The final shots we see of Simon show him being assimilated by the blood ocean. We hear Simon's screaming gradually distort into a roar, and there are fang-like teeth growing on the side of his face:
The blood is mutating him into another monstrous fish. This implies the voice speaking to Simon had once been human too, but had since become the monster we've seen throughout the film, having burst out of (not bitten into) the SM-8.
The voice says, "We can save everyone, within us!!" which makes sense if we recall the line from earlier in the film about the blood ("It's us"). It's stated that the blood is human blood, and may even be what remains of the humans that were taken in the Quiet Rapture. As people (like the woman from the SM-8, and like Simon now) are sent down into the blood ocean, are irradiated, and mutate, they are absorbed into a sort of hive-mind connection with the blood itself. (It's sort of an antithesis to the repeated refrain of "It's bigger than us"...no, it literally is us.) Simon and the ship are already part of it--an iron lung, built by what is found in blood (perhaps distilled from it) and refilled with oxygen as if the blood is a body using it to breathe.

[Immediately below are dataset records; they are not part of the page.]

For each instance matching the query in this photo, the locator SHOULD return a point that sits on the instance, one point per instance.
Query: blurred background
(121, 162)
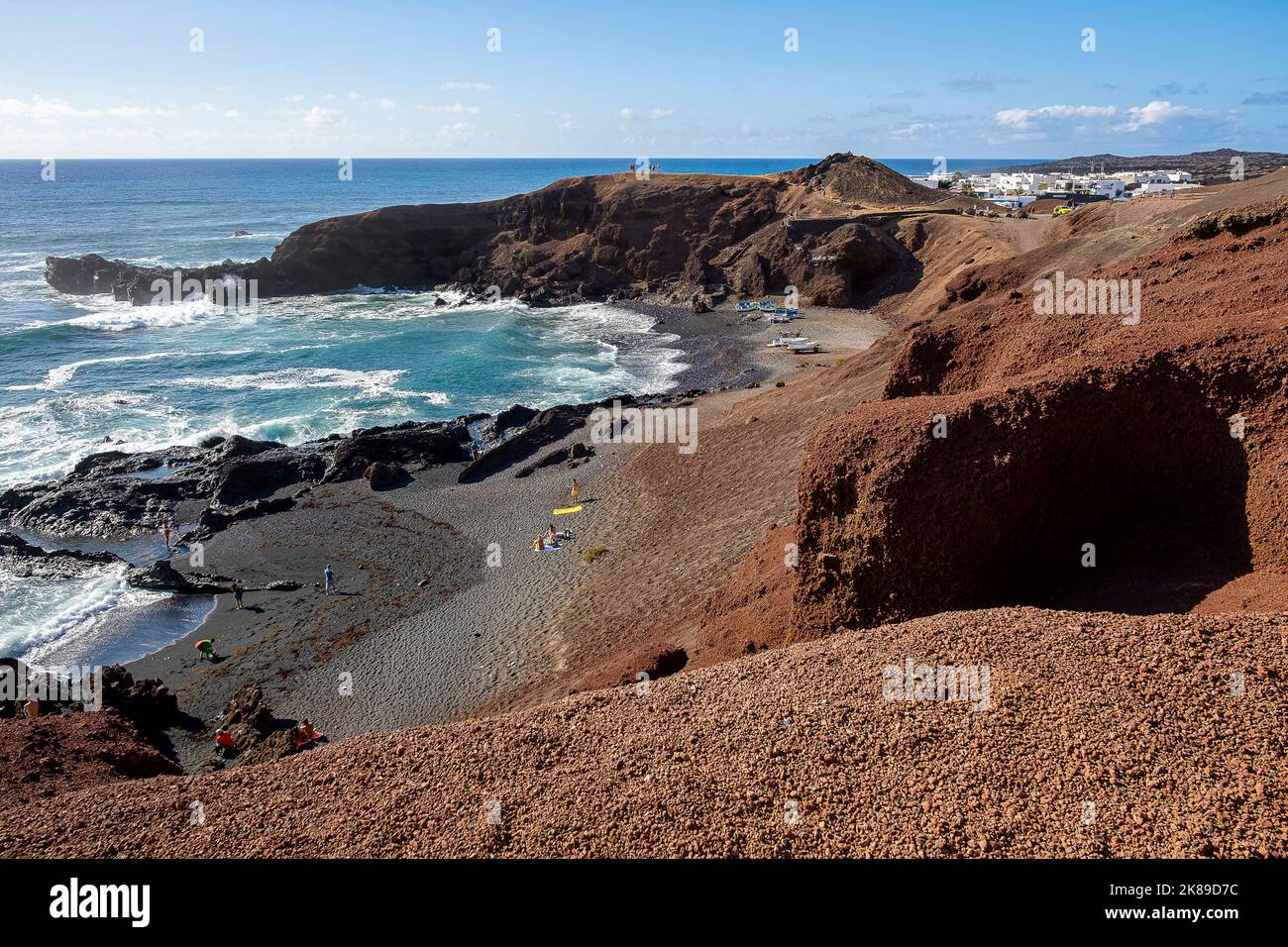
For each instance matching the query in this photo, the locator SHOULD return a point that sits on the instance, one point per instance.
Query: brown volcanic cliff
(583, 239)
(1063, 431)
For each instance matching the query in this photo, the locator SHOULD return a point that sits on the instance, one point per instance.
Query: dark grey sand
(421, 629)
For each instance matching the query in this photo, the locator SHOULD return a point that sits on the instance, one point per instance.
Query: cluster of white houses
(1020, 188)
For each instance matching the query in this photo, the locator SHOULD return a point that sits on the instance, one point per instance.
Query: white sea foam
(55, 377)
(121, 317)
(378, 381)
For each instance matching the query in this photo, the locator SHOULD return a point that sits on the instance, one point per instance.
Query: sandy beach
(423, 629)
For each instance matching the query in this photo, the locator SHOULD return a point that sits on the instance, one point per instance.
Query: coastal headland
(1089, 506)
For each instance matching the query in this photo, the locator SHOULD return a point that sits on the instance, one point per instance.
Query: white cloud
(368, 101)
(1157, 112)
(1033, 124)
(52, 110)
(1026, 118)
(460, 133)
(456, 108)
(318, 116)
(913, 129)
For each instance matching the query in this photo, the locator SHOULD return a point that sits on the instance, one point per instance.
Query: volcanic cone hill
(691, 236)
(825, 522)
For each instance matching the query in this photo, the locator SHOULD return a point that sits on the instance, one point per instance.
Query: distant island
(1207, 166)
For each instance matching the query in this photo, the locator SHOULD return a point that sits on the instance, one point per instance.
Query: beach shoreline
(424, 630)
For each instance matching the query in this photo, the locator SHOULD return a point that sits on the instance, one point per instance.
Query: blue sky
(394, 78)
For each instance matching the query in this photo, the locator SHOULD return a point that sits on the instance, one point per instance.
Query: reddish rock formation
(60, 753)
(1061, 431)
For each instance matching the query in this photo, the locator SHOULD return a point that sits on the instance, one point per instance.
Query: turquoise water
(81, 373)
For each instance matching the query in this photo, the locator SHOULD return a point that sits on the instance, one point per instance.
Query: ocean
(82, 373)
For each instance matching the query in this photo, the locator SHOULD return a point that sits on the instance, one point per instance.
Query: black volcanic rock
(26, 561)
(579, 239)
(425, 444)
(161, 577)
(545, 428)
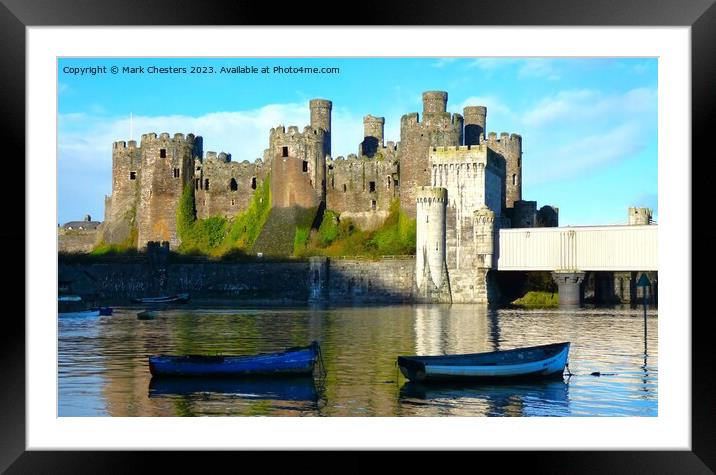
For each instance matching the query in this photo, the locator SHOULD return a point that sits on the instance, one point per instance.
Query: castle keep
(459, 182)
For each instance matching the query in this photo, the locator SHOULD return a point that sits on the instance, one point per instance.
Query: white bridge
(587, 248)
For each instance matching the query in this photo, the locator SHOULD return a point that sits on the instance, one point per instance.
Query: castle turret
(485, 227)
(430, 262)
(321, 119)
(510, 148)
(167, 168)
(434, 102)
(438, 128)
(373, 128)
(475, 123)
(639, 216)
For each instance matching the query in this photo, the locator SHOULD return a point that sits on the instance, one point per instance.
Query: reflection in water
(549, 398)
(103, 361)
(280, 389)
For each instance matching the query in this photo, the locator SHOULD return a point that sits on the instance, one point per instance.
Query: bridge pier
(568, 284)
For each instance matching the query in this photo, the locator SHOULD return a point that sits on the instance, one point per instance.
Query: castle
(461, 185)
(149, 178)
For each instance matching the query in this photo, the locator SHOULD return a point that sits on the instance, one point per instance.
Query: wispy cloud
(442, 62)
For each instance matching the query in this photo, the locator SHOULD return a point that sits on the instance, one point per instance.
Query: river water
(103, 368)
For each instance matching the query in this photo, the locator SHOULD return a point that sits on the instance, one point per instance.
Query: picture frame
(16, 15)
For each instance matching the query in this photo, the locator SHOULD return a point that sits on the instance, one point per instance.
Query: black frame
(700, 15)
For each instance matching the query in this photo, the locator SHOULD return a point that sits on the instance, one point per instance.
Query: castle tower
(373, 129)
(484, 226)
(321, 119)
(167, 168)
(475, 123)
(120, 207)
(434, 102)
(437, 129)
(432, 283)
(510, 148)
(639, 216)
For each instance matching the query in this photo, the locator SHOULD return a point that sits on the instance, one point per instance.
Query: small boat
(79, 314)
(297, 388)
(533, 362)
(147, 315)
(293, 361)
(177, 298)
(104, 311)
(69, 298)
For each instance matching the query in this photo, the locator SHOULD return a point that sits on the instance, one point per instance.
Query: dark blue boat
(293, 361)
(297, 388)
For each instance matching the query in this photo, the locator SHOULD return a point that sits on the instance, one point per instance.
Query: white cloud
(581, 105)
(585, 154)
(442, 62)
(539, 68)
(493, 104)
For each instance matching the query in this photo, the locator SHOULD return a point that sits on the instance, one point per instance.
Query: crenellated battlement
(178, 138)
(428, 194)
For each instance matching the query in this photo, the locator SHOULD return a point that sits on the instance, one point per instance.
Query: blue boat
(293, 361)
(297, 388)
(545, 361)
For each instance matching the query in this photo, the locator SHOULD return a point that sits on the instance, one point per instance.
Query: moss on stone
(537, 299)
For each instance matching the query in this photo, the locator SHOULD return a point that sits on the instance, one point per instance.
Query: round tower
(431, 206)
(321, 119)
(639, 216)
(374, 127)
(434, 102)
(475, 123)
(511, 149)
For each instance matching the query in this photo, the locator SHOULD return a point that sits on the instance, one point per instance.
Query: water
(103, 367)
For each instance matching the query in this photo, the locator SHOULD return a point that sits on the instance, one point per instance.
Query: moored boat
(147, 315)
(300, 360)
(534, 362)
(177, 298)
(79, 314)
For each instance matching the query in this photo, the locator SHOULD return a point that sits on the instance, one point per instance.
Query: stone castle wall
(223, 187)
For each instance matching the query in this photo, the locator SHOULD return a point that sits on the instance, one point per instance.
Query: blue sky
(588, 125)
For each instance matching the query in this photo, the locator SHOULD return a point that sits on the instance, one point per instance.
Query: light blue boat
(520, 363)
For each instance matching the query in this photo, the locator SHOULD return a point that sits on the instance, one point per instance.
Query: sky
(588, 125)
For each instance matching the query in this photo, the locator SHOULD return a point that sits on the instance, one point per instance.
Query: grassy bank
(337, 237)
(537, 299)
(218, 236)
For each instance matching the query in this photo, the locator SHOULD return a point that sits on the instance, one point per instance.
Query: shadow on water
(495, 398)
(277, 389)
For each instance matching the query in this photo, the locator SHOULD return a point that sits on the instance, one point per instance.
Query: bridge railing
(595, 248)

Then we follow Simon under the surface of the blood and see the following shots (I've taken down the saturation for clarity). The tree pendant cracks and shoots out tendrils:
Simon resurfaces, and his eye (below) flashes and changes color, becoming more like the giant eye we've seen throughout the film. His mutation seems to be progressing.
It cuts to black and the voice says, "We live." Then it cuts to an exterior shot of an explosion, ripping through the monster, and dark shapes start to shoot out from the center of where the ship had been.
Some people have interpreted this as the completion of Simon's transformation, but it isn't. This isn't a fish or even a tentacled sea creature. It's a tree. The trunk is the upper portion, and the roots are the tendrils spreading out towards the screen.
Simon's choice to hold onto hope allowed what was intended for evil to be used for good. The piece he carried of the Last Tree touched the blood, and, as if to fulfill what Eden had said ("our bodies will become the soil"), used it to grow, destroying the monsters as it did. The blood can nourish something now ("we live"), as it is meant to, even if (just as with the data) we don't get to see what it becomes.
Simon is gone, but the Last Tree lives again. And thanks to him, maybe humanity can too.